Therapy and family counselling in Poole and Bournemouth

I provide therapy and family counselling in Poole and Bournemouth to children, teenagers, adults, families and couples. It has once again become apparent to me that we can so often be wrong about about what we believe someone meant and what they actually mean.

For example, an Iraqi teenager, who has been in the UK for two years, is studying for her AS English exam. She stops doing assignments and stops engaging with her teacher. Her school finds her confusing and challenging and asks me to speak with her because they worry she is having a breakdown of some sort.

It turns out that she knew how to answer her GCSE English papers but does not understand how to answer the differently formatted AS English papers. Further, it seems that she has tried on a number of occasions to speak to her school’s English department but give her confusing advice that she does not understand. Despondent, she puts her efforts into other subjects as she is worried that all the work she is putting into English is making her behind in her other subjects.

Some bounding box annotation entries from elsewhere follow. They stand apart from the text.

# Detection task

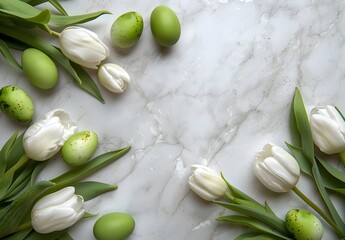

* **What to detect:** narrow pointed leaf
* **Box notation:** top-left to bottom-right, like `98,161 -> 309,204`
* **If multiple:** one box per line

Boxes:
47,147 -> 131,191
216,215 -> 291,240
293,88 -> 314,162
74,181 -> 117,201
49,11 -> 111,27
0,39 -> 22,70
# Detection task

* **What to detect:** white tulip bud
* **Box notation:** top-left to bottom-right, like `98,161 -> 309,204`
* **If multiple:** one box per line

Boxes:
254,143 -> 300,192
310,105 -> 345,154
98,63 -> 130,93
23,109 -> 77,161
31,187 -> 85,233
60,26 -> 109,69
188,164 -> 228,201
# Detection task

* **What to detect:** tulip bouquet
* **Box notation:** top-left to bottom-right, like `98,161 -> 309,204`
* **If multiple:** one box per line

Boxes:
0,109 -> 130,240
188,89 -> 345,240
0,0 -> 129,103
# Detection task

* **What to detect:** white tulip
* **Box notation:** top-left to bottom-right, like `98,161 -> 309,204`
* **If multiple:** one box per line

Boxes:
98,63 -> 130,93
23,109 -> 77,161
254,143 -> 300,192
310,105 -> 345,154
59,26 -> 109,69
31,187 -> 85,233
188,164 -> 228,201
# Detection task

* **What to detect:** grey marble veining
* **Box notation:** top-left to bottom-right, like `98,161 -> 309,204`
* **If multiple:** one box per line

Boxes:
0,0 -> 345,240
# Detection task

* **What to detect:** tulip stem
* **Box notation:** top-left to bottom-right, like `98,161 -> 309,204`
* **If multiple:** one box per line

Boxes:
339,151 -> 345,166
292,187 -> 338,233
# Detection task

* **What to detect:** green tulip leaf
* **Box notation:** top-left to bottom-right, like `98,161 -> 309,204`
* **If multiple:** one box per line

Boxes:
0,132 -> 18,178
216,215 -> 292,240
49,10 -> 111,27
293,88 -> 314,162
234,232 -> 280,240
214,201 -> 287,235
0,39 -> 22,70
74,181 -> 117,201
312,159 -> 345,236
45,147 -> 131,194
0,0 -> 50,24
0,181 -> 54,238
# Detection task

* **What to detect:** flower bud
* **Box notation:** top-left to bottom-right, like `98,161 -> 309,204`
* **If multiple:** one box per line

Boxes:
188,164 -> 228,201
98,63 -> 130,93
60,26 -> 109,69
23,109 -> 77,161
254,143 -> 300,192
31,187 -> 85,233
310,105 -> 345,154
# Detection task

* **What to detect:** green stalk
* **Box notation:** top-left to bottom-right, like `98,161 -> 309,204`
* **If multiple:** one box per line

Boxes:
292,186 -> 342,236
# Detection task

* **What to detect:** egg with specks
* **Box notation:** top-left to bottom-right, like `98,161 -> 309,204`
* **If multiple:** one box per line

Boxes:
285,209 -> 323,240
150,5 -> 181,47
61,131 -> 98,166
110,12 -> 144,48
21,48 -> 58,89
93,212 -> 135,240
0,86 -> 35,122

Good qualifications mean everything to her as she wants to go back to her country equipped to serve her people, either as a doctor or an architect. Far from dropping out, she is making sure she succeeds.

A couple fight bitterly when one of them picks up her tablet or mobile phone in the evenings after work, staying on it until she is dragged off it by her partner who feels ignored and uninteresting, even less interesting than the random, sensational, news items her partner reads assiduously. It turns out that looking at the internet is one of the only ways she knows how to calm down from a manic day at work. Further, somewhere in the back of her mind she knows her partner will take great exception to her looking at her iphone and she knows that she, herself, will feel annoyed if she is asked to come away from it just to be told that it always happens. So, to avoid an argument, she buries her head in the sand and keeps reading because she does not know how to work it all through.

Therapy allowed these two over worked professionals to get what they needed from their relationship without leaving either of them feeling that they had compromised more than the other. More importantly speaking with each other about what they needed from their relationship enabled each of them to give to the other and in so doing they reaffirmed their love and commitment to each other.